Bruce Jackson writes in the introduction to his book Wake Up Dead Man: Hard Labor and Southern Blues:
There is an important difference in our approach to art song and folk song. Art song requires that we perceive the nature of the art involved; folk song requires not only perception of the art but also the generating or supporting musical social, and historical contexts. Folk song is not simply textual, but con-textual: it does not exist—save for historians and scholars—on pages in books, or even on shiny black discs. It exists in a specific place at a specific time, it is sung by specific people for whom it has specific meanings and functions.
We can't now determine what the original context of the song was nor who wrote the Samson verse. But we do know that it existed in one or more of the places that African music thrived in America: work songs, church worship, and minstrel shows. The most obvious context is Christian and we know the Fisk Jubilee Singers (who avoided vaudeville music) used the song on tour and recorded it in 1911.
Meanwhile, Bruce Jackson also noted that two versions of the song were used by convicts in the Texas prison system. One version repeats the basic refrain and inserts various non-Biblical people into the role of witness: family, fellow-prisoners, guards, even visitors. In this context, the message is clear from a single line:
Anybody can be a witness ...
The other version is an adaptation of the spiritual. Jackson, analyzing the final stanza about a man who caused a stir at church (perhaps a one-man ring shout?):
All the previous stanzas are about situations in which God was involved in people's activities; this stanza suggests that the use of messengers and agents might continue.

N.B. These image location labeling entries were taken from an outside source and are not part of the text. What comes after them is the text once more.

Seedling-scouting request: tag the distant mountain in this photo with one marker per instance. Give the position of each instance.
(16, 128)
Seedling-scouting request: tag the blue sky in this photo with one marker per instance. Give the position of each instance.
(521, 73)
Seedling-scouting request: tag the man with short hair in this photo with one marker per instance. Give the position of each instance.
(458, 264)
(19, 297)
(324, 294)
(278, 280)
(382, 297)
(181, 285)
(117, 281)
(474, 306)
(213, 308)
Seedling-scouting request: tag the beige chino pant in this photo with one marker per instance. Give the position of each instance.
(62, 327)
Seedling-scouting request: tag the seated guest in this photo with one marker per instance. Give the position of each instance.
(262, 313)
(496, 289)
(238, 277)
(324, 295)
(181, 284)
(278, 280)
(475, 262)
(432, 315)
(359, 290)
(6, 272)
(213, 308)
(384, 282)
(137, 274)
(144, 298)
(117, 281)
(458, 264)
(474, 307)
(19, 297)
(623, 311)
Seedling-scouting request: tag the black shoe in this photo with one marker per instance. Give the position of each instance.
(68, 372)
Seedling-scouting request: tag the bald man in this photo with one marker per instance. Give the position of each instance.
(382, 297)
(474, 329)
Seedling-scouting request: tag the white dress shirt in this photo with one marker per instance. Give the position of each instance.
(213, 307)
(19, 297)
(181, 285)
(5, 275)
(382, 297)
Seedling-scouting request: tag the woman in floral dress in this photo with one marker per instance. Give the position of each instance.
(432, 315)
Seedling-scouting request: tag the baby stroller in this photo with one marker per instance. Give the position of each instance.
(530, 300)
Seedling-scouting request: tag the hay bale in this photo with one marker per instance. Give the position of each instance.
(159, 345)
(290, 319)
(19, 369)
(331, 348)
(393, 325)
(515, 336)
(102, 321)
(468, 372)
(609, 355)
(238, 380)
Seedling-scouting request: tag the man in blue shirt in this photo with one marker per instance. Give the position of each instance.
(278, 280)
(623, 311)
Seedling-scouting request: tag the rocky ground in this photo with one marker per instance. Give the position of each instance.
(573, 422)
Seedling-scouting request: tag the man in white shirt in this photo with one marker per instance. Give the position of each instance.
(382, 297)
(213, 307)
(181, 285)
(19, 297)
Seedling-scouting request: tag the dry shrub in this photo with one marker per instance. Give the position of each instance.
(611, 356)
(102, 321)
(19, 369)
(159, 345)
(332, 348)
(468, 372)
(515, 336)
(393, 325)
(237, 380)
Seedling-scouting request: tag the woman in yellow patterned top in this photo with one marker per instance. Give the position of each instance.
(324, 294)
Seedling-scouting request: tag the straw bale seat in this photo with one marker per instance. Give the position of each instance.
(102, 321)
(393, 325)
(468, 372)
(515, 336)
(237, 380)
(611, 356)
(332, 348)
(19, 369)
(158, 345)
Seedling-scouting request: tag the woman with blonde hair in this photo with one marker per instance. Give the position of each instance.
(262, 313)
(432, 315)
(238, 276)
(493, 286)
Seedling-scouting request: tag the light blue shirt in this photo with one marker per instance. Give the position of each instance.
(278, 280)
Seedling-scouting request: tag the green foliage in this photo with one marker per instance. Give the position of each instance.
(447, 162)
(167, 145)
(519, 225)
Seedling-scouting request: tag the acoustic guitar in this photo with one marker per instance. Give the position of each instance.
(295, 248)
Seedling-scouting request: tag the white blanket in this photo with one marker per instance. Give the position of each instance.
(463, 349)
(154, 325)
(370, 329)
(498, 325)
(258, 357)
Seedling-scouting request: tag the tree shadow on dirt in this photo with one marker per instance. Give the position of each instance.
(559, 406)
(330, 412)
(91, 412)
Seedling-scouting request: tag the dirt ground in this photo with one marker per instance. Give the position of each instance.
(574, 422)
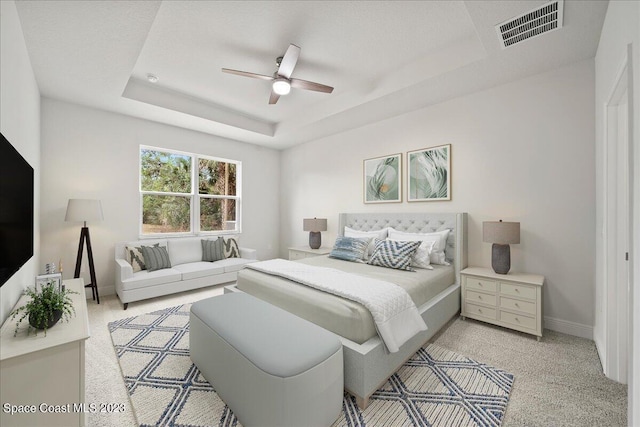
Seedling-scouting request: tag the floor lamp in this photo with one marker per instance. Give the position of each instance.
(85, 210)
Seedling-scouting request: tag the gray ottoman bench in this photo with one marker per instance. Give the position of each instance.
(272, 368)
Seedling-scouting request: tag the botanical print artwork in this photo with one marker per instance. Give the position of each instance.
(382, 179)
(429, 174)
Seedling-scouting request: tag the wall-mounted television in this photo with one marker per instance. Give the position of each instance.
(16, 210)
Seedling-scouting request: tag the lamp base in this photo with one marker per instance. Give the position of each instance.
(500, 258)
(315, 239)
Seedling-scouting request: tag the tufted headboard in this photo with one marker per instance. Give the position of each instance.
(418, 222)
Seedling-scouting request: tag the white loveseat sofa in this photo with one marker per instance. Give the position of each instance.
(187, 271)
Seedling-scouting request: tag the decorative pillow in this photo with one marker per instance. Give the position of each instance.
(371, 235)
(439, 238)
(394, 254)
(135, 258)
(231, 248)
(349, 248)
(213, 250)
(156, 257)
(422, 256)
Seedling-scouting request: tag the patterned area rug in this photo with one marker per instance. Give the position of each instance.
(436, 387)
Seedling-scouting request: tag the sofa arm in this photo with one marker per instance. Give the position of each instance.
(248, 253)
(123, 270)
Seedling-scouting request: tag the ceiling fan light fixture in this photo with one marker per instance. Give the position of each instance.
(281, 86)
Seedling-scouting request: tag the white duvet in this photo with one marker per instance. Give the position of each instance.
(395, 315)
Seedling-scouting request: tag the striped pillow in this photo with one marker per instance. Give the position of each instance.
(213, 250)
(349, 248)
(394, 254)
(156, 257)
(135, 258)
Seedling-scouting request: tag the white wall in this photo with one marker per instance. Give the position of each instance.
(20, 124)
(93, 154)
(621, 28)
(522, 152)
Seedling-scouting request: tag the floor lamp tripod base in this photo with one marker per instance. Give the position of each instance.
(84, 237)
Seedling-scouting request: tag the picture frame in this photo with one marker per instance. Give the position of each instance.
(43, 279)
(382, 179)
(429, 174)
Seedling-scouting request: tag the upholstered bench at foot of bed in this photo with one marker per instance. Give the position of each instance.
(270, 367)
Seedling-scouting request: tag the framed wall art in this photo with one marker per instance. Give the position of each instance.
(429, 174)
(383, 179)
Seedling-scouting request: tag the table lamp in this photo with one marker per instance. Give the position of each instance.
(501, 234)
(314, 226)
(84, 210)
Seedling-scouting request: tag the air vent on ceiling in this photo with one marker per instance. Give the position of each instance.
(547, 17)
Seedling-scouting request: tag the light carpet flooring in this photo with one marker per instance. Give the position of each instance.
(558, 381)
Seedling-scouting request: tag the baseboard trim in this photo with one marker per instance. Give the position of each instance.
(567, 327)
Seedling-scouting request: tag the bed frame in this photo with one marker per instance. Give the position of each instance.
(367, 366)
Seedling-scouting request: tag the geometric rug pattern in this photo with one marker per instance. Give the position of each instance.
(436, 387)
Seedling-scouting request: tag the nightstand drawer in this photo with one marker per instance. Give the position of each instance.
(474, 310)
(489, 299)
(518, 305)
(519, 320)
(481, 284)
(517, 290)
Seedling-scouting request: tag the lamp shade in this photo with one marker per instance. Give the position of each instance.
(503, 233)
(314, 224)
(84, 210)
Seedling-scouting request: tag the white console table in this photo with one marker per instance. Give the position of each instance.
(48, 372)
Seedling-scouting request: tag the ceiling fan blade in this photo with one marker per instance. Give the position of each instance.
(303, 84)
(247, 74)
(273, 98)
(289, 61)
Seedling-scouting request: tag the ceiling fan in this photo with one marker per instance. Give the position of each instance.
(281, 79)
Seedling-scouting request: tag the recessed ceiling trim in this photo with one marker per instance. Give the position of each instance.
(175, 101)
(546, 18)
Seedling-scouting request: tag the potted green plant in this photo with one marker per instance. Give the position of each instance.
(47, 306)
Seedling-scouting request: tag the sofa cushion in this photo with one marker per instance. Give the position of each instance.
(145, 278)
(156, 257)
(233, 264)
(185, 250)
(195, 270)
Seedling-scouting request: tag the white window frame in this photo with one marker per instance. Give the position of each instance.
(194, 196)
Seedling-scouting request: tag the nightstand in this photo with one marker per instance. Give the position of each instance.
(306, 252)
(511, 300)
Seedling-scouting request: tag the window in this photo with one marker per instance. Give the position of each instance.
(185, 193)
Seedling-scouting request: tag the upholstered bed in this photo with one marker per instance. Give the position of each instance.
(435, 292)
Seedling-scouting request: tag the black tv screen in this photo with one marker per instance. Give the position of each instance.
(16, 210)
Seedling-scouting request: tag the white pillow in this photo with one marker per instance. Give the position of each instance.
(439, 238)
(371, 235)
(421, 258)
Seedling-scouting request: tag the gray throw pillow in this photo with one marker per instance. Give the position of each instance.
(213, 250)
(156, 257)
(231, 249)
(394, 254)
(349, 248)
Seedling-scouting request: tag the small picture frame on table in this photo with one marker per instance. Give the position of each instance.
(44, 279)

The purpose of the song in worship.
As a work song, the purpose is to get by: make a hard day's work go a little lighter and a little more pleasant. But in the context of the church, it must have been something different. Part of the purpose might have been entertainment: the Samson verse fits the bill perfectly. But the other purpose, judging from the other stanza, must have been to remind the congregation of the Biblical stories. Since I wrote the question, I've seen verses about Moses, Ezekiel, Isaiah and Jonah which pick significant moments in their lives to put in verse. One can imagine these verses being passed from one congregation to another (and even back and forth from church to work) and thriving or dying depending on how well they were remembered.
Many of the verses show men sustained by God in hard times. Power to overcome human authority seems to comes from God Himself. Remember that the church was one of the few places a slave could be free to express himself without fear of reprisal—as long as he didn't speak rebellion against his master. So the songs seem to be coded to communicate that God can (and might very well) free people from bondage without saying it outright.
Samson empowered by God; Samson defeated by trickery.
On the one hand, God's hand was clearly on Samson during his time as judge since he was able to easily defeat the Philistines with his strength. But he also used trickery, which was his downfall in the end. When Delilah removed his hair and he became a normal man, it was as much a witness to what God had done as Methuselah living a long life. The song calls it's hearers to be witnesses to the Lord, but it assumes the audience is as powerless as Samson shorn. By implication, God might very well empower someone to become a witness by becoming strong enough to shake off the bonds of slavery and oppression.